Официант, медсестра и ее муж помогли мне подняться, и мы в полной мере насладились ужином. Когда мы собрались уходить, официант предложил мне воспользоваться черным ходом, чтобы миновать наклонный пол. Для этого всего лишь нужно было пройти между двумя столиками.

Отлично. Я был не совсем уверен в себе из-за башмаков-скоб и к тому же успел проехаться физиономией по полу. Черный ход? Прекрасно! И вот они открыли дверь прямо на улицу. Один из моих костылей зацепился за ножку стола, и я вынырнул ласточкой за дверь и угодил физиономией прямо в переполненный мусорный бак.

Добро пожаловать в мир, каков он есть, Рик! Знай, что тебя в нем ждет.

В госпитале Дж. Ф. Стронга я трудился до седьмого пота. Через три месяца я мог выписываться. Если бы не задержка из-за скоб, которые, естественно, пришлось делать на заказ, чтобы сидели на ноге как надо, я мог бы выписаться вообще через два месяца. Врачи меня отпускать не хотели. Обычно курс реабилитации длится месяцев 5–6, я же сократил его вдвое. Пришлось немало поцапаться с администрацией, чтобы вырваться из этого заведения, но все-таки это случилось достаточно быстро, и обещание, которое я дал сам себе и Бобу Редфорду еще в Королевском Колумбийском госпитале, наполовину было выполнено: я вернулся домой в январе, как раз к началу занятий второго семестра одиннадцатого класса. Правда, играть в школьной команде, как я обещал, я не мог.
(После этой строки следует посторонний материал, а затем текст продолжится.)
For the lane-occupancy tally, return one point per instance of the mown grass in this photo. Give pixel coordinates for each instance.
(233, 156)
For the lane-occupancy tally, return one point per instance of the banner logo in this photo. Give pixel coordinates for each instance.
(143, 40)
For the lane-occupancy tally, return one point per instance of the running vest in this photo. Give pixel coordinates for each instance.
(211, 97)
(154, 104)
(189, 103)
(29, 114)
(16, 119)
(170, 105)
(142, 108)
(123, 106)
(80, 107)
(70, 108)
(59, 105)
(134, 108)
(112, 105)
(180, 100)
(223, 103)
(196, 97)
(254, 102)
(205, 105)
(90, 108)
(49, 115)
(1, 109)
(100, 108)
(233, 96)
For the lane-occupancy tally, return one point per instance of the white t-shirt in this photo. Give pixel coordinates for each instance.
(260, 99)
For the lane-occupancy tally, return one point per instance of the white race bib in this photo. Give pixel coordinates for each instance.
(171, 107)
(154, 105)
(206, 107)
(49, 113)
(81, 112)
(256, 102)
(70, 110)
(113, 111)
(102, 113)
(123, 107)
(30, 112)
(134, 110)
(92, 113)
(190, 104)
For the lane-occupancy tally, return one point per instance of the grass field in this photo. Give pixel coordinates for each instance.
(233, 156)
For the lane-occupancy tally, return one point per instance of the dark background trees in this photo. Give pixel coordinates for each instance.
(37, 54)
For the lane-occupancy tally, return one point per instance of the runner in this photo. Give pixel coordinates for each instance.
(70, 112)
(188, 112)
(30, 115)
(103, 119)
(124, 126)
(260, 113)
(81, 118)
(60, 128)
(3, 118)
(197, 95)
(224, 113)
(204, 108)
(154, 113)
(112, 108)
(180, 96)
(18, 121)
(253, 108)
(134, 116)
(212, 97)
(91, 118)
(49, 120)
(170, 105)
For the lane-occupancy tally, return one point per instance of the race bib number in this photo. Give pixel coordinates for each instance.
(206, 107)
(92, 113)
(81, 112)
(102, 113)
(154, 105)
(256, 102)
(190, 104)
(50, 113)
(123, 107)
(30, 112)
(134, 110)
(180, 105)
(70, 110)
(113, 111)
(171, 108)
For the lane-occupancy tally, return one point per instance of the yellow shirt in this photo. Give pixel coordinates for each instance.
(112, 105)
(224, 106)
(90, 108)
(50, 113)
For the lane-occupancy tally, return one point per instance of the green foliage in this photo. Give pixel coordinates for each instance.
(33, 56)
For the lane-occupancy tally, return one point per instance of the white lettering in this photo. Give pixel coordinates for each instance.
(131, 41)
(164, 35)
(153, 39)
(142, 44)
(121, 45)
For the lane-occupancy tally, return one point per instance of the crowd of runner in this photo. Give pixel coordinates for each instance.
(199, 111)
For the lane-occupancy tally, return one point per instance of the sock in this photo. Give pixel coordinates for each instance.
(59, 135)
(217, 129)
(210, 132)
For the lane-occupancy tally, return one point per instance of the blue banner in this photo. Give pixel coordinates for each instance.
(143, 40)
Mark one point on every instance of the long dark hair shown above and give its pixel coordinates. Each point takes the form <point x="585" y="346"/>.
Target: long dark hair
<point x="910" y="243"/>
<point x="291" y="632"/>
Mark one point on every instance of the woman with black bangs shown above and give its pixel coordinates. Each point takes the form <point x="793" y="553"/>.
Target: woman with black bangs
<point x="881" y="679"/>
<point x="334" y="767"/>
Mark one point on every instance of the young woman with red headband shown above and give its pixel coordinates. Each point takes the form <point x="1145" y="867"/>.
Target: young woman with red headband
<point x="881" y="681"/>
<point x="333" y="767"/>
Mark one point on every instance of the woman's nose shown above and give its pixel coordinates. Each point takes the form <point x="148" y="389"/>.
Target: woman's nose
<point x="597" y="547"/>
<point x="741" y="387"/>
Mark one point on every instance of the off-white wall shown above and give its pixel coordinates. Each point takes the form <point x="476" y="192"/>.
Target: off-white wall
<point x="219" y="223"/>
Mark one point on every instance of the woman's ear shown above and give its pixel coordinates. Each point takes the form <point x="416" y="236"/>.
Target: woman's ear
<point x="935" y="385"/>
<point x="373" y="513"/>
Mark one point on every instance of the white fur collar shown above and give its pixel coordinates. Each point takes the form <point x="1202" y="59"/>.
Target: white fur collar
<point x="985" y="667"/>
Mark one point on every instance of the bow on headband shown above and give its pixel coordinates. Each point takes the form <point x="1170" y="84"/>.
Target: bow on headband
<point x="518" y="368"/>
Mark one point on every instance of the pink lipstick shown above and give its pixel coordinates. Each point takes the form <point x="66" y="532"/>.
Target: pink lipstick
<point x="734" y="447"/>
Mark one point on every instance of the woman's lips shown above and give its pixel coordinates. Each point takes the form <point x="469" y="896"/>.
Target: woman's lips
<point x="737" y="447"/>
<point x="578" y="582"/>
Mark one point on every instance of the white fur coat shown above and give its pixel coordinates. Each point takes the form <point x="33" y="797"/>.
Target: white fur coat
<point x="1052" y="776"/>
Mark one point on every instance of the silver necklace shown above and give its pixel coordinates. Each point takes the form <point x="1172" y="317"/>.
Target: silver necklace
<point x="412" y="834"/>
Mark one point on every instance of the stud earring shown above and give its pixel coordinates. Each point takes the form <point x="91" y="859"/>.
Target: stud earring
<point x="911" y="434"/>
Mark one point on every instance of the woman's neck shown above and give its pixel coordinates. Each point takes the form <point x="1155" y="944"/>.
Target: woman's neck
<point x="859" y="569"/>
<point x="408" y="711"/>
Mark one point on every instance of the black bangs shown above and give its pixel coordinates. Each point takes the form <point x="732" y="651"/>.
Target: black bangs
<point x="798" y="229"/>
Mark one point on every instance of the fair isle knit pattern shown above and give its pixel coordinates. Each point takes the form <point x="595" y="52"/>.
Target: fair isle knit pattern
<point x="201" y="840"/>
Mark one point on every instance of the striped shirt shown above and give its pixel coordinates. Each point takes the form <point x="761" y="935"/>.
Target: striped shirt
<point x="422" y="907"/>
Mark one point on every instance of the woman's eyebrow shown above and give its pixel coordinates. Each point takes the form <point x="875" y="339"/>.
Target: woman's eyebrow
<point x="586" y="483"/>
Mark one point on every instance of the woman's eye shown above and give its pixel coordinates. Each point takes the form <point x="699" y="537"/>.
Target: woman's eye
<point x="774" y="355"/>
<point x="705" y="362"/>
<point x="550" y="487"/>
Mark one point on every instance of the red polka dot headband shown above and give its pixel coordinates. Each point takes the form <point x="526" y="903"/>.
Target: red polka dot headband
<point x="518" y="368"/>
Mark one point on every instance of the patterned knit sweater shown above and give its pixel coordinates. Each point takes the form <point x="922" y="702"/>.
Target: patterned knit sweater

Однако моя больничная одиссея на этом еще не кончилась. Постскриптум к ней заставил себя ждать еще несколько месяцев. В тот день, когда мне исполнилось семнадцать лет, я снова вернулся в Королевский Колумбийский госпиталь. Металлические пластины, которые они привинтили к моему позвоночнику, создавали массу неприятностей и причиняли боль, по мере того как я начинал все более активно двигаться. Думаю, это мышцы начали о них тереться. Врачи сделали мне рентген, но пластины мешали им разглядеть, насколько хорошо срослась кость. Вот они мне и сделали предложение: если я не возражаю, они вскроют позвоночник и посмотрят, что там творится. Если кость срослась достаточно прочно, они обещали вынуть пластины. В противном случае это будет напрасная операция.